The Pope held a June 19 audience for Italy's 150 delegates to the Special Olympics 2015 World Games. The event will be held in Los Angeles, Calif. July 25 to August 2.

During his remarks, Pope Francis reflected on the promise of sports. "It is beautiful and meaningful that young people and adults find in sport and participation in competitions, including at an international level, an incentive to live their life fully," he said. "It is a challenge, and you have accepted it and 'taken the field'."

"I encourage you to continue in your efforts to help each other to discover your potential and to love life, to appreciate it in all its limits and above all, its beautiful sides."

The Pope also encouraged the Special Olympians to make friends from around the world.
 
The Special Olympics were founded in the U.S. in 1968 by Eunice Kennedy Shriver to provide sports and athletic opportunities for the mentally disabled. Over 4.4 million athletes in 177 countries take part in over 81,000 games and competitions each year, according to the website of the Special Olympics' 2015 world games.

Pope Francis said the athletes had chosen sports as "an experience of development and growth, in the presence of a condition of fragility and limitation."

He told them that sports is a way to learn "to participate, to outdo oneself, to strive together."

"All this helps you to become active members of society and also of the Church; and it helps society itself and the Church to overcome all forms of discrimination and exclusion."

He encouraged the athletes to be faithful to this ideal of sports.

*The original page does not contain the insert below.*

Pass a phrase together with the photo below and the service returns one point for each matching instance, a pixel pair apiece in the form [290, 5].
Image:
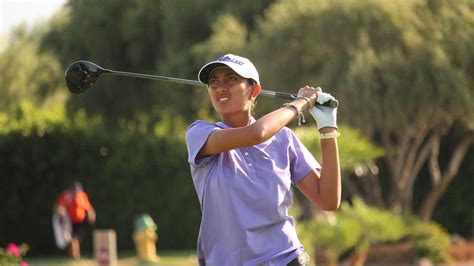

"Do not let yourself be contaminated by a false sporting culture, that of economic success, victory at any cost, and individualism," he continued. He praised amateur sports' culture of "gratuity" and of "sport for sport's sake."

"We must protect and defend sport as an experience of human values: competition yes, but in loyalty and solidarity. Dignity for every person: always! No one must feel excluded from sport," said Pope Francis.

He said the world of sports and the Church can work together to restore the "true meaning" of sports in its "educational, playful and recreational" aspects and to restore its cultural and social dignity.